The connection I made from the events of apostasy that I listed to Bosch’s painting is made through the Collect for today. In this Collect, we acknowledge God as having prepared such good things for us that they surpass our understanding; and then we ask that He pour into our hearts such love for Him, that we, loving Him above all things, might obtain His promises, which exceed anything that we in this life could possibly desire. Let’s look at this in the light of what St. Paul says in the Epistle lesson.
In the Epistle, St. Paul repeats the Easter message adding that through Baptism we have become members of the Body of Christ, which is more commonly known as the Church; and that through Jesus’ victory over death and sin, we have inherited that same victory over both death and sin -- not that we may never sin, nor that our earthly bodies will not die; but that through Christ’s death and resurrection, we too shall rise again to eternal life with Him. Just as Jesus said in St. John’s Gospel in 11:25: "I am the resurrection and the life. He who believes in Me, though he may die, he shall live.”

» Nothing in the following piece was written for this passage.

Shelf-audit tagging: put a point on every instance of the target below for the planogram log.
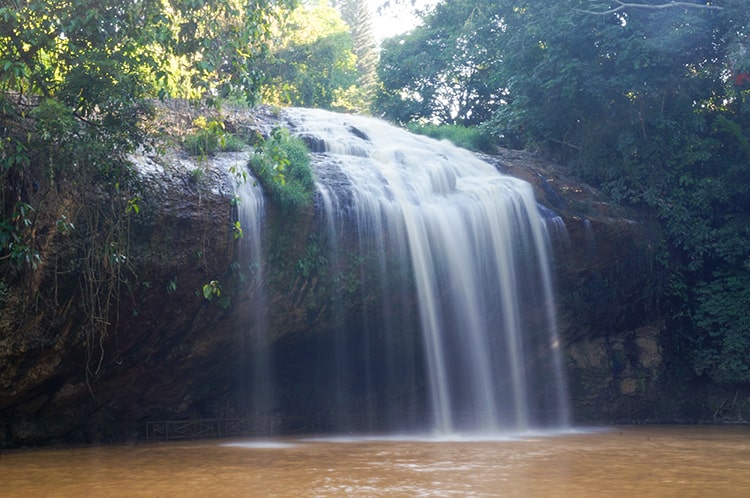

The problem with those churches which have turned from God seems to be that they care more about what society says about them than what Jesus says; so they ignore what St. Paul tells us a little later in his Epistle to the Romans at Romans 12:2: “Do not be conformed to this world, but be transformed by the renewal of your mind, that by testing you may discern what is the will of God, what is good and acceptable and perfect.” They have been duped by society, and by the world, the flesh and the devil.
But as Jesus tells us in the Gospel lesson today, we can be murderers in our hearts without shedding a drop of blood. We know that we are all sinners, but that through faith and repentance, anyone can become a child of God. We should not shun sinners as individuals. Rather, we should give them Christ’s message of repentance and salvation. But what we must not do is to affirm anyone in their sin and say that what they do is holy. That is the great sin of those errant churches.
The way Bosch’s triptych speaks to me about all this is that when we look at it we see that God is there in the form of a man, Jesus, as He had to be at the Creation of Eve (for He created all things); but God is nowhere evident in the Garden of Earthly Delights, nor is He there in Hell. What the painting shows us is that the path from the creation of Eve through the Garden of Earthly delights, where there is no picture of Christ or God, does not lead to salvation; it leads to Hell. All these churches that are happily running about, affirming sin as good, are looking for Heaven to be like the Garden of Earthly Delights, … where God is not found.
God began with Abraham to make Himself a people, but only a remnant of the many descendants of Abraham remained faithful, and even some of them turned away from Jesus. But as Jesus told the Pharisees after the parable of the tenants who killed the Master’s son in Matthew 21:42-43: "Have you never read in the Scriptures: 'The stone that the builders rejected has become the cornerstone; this was the Lord's doing, and it is marvelous in our eyes'? Therefore I tell you, the kingdom of God will be taken away from you and given to a people producing its fruits.”
That people is now those who are called Christians, the ones who believe what He said, that He is the only way to salvation, the people who do not reject His teachings because they want to conform to the world. They, we, are not perfect. We pray, we read the Holy Scripture, we worship; and each day we get a little closer and become a little more holy. The path is narrow, and the way is steep; but the reward is not in the Garden of Earthly Delights. It is, as the Collect says, beyond our comprehension.